Tuesday, September 22, 2015

Hang Dai Studios at Baltimore Comic-Con: Christa Cassano speaks

Christa Cassano and John Leguizamo
by Mike Rhode
Baltimore Comic-Con is one of the best and friendliest of the mid-size superhero focused cons. Under the leadership of Marc Nathan and Brad Tree, it's grown quite a bit in a decade and a half, but still remains enjoyable for all ages and interests. Hang Dai Studios is based in Brooklyn, but as usual will have a big presence at Baltimore. My friend Dean Haspiel (and Hang Dai Studios founder) will be there with the whole studio, a week after he, Christa Cassano and Gregory Benton attended the Small Press Expo. We hope to have interviews with everyone in the studio throughout the week. Our third interview is with Christa Cassano. Come back tomorrow for interviews with Dean and Gregory.

What type of comic work or cartooning do you do?

I do original type of comics, not sticking to any sort of limitation. 

How do you do it? Traditional pen and ink, computer or a combination?

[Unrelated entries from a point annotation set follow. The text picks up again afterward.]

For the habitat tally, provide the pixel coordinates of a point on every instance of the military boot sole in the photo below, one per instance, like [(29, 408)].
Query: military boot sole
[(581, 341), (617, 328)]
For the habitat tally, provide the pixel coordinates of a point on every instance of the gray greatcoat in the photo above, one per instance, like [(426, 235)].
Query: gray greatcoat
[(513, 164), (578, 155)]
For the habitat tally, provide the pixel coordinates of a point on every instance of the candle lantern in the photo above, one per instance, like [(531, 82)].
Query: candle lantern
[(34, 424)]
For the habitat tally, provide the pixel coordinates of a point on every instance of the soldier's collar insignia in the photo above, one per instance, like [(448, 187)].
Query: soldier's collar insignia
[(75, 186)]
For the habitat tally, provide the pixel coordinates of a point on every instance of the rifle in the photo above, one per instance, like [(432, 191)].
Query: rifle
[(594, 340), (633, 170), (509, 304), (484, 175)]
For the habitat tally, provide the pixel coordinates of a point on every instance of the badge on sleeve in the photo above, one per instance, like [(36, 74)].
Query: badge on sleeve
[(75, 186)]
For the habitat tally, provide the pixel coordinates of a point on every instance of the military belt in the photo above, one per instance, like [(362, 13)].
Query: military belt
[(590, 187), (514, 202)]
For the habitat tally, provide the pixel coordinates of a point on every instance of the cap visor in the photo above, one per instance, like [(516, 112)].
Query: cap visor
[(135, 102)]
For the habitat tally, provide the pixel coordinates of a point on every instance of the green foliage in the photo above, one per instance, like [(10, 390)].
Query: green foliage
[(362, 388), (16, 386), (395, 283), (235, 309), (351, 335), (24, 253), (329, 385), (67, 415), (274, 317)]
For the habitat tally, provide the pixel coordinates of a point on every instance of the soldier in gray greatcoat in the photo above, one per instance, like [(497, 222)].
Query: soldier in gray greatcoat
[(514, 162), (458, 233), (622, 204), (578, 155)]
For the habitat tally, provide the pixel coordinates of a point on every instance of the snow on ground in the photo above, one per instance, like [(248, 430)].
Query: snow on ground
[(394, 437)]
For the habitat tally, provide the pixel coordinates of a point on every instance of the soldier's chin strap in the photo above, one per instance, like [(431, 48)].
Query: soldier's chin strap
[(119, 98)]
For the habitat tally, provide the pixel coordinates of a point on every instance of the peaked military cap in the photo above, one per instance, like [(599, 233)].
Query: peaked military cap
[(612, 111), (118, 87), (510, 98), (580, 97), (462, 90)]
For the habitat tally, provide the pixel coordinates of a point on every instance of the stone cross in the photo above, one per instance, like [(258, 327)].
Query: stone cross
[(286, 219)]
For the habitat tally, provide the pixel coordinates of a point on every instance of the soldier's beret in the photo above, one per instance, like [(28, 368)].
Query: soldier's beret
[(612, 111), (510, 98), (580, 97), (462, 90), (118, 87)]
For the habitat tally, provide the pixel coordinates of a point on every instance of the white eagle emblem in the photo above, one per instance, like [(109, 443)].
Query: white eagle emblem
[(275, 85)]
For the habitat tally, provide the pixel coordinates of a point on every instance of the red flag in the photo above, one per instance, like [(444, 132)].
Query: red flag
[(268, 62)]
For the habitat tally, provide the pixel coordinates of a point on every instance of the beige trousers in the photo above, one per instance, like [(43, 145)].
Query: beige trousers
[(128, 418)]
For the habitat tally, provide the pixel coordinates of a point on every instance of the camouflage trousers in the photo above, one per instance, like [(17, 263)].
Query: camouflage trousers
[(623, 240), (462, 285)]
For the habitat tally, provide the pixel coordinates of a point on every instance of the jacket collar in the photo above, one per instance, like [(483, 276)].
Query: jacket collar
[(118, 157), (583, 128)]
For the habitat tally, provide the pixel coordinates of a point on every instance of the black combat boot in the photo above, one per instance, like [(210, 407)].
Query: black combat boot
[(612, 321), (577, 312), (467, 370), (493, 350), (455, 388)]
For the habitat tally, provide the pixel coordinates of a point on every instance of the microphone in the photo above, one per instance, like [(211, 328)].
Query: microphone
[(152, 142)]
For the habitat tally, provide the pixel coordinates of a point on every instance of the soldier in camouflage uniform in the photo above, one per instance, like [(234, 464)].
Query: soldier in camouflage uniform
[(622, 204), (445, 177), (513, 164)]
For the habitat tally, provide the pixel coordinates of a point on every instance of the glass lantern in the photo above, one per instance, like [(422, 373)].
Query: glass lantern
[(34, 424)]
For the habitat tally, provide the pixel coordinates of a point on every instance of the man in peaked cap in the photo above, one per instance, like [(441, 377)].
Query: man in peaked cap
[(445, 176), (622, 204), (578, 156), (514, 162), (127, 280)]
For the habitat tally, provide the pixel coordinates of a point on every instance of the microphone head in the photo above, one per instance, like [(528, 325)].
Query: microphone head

Originally, I used pencil, but had to switch to working on a Cintiq after dislocating the middle finger of my drawing hand a few years ago. This is because you can press a lot lighter, so it is much less painful. At the one year mark of the injury, I was only able to draw for a few hours on paper before pain set in. I'm hoping enough scar tissue has gone away so I can go back to it soon. Really want to produce tangible art again! 

When (within a decade is fine) and where were you born? 

I was born in the latter half of the 20th Century (that's the best you're getting) in the state of Washington.

What is your training and/or education in cartooning?

I've only been doing comics for the last three years, before that I was in fine art and received extensive training in drawing, painting and sculpture.

Who are your influences?

Discovering Daniel Clowes' Eightball in the early 90's is what made me want to make comics. I carried that torch for decades before finally realizing it, so I guess I'd say he is my ultimate influence. Sam Keith is another early influence, as is Paul Pope, who I've spent a lot of time studying. It's a hard question to answer though, because I am continually uncovering new gems of comics work to worship and adore, but I rarely look outside myself to come up with panel solutions and my drawing style arrived naturally from having taken thousands of life drawing classes, so I can't help but draw like I do.  

If you could, what in your career would you do-over or change?

I would have started doing comics much sooner, or rather, never stopped when I started in 5th grade.

What work are you best-known for?

The up-coming graphic novel Ghetto Klown, written by John Leguizamo and based on his one-man show of the same name. 

What work are you most proud of?

Probably the one I currently have for sale called A Letter Lasts Longer. It's written by Dean Haspiel and was presented to me and 7 other cartoonists as an exercise/experiment at the Atlantic Center for the Arts graphic novel residency in Florida a few years back. We were to create a one page comic around what he had written. Instead, I took extreme liberties and drew a nearly fifty panel comic that you could enter from several points, recently turning it into a uniquely formed accordion book. That residency was the entry point for me into the world of comics and the experiment and its production taught me that I can take my crazy ideas in comics and make them real.   

What would you like to do  or work on in the future?

Pawnland characters with Mouse Guard for 
Baltimore comic con yearbook
Well, as much as I enjoy doing uncommon things and pushing boundaries, I am going to move forward with something that came to me rather naturally, without the usual hair pulling. I recently wrote the first draft to a five-issue series that is a pretty straight forward revenge story. It's set in a dystopic alternate reality called Pawnland. 

What do you do when you're in a rut or have writer's block?

Eat, usually. Or ride my bike.

What do you think will be the future of your field? 

tumblr, robots, extinction.

Why are you at the Baltimore Comic-Con this year?

Because Dean Haspiel is a favored and time-honored guest who graciously shares his table with fellow studio mates. This year our studio will be doing a panel and Hang Dai Editions will be debuting 3 new books, one of which contains a six page story I drew.

What other cons do you attend? The Small Press Expo, or others? Any comments about attending them?

I just came back from SPX, my second year in attendance and always a good, fun time. Not sure about future cons, need to lay low and draw.

What's your favorite thing about Baltimore?

Baltimore Comic Con Director's Brad Tree and Marc Nathan! 

Least favorite?

That I haven't seen The Wire yet. 

What monument or museum do like to take visitors to?

I dig going to the harbor outside of the convention.

How about a favorite local restaurant?

Whatever that one is on the Harbor that begins with an M.

Do you have a website or blog?

I have a flickr with images of my work and an old blog lingering around.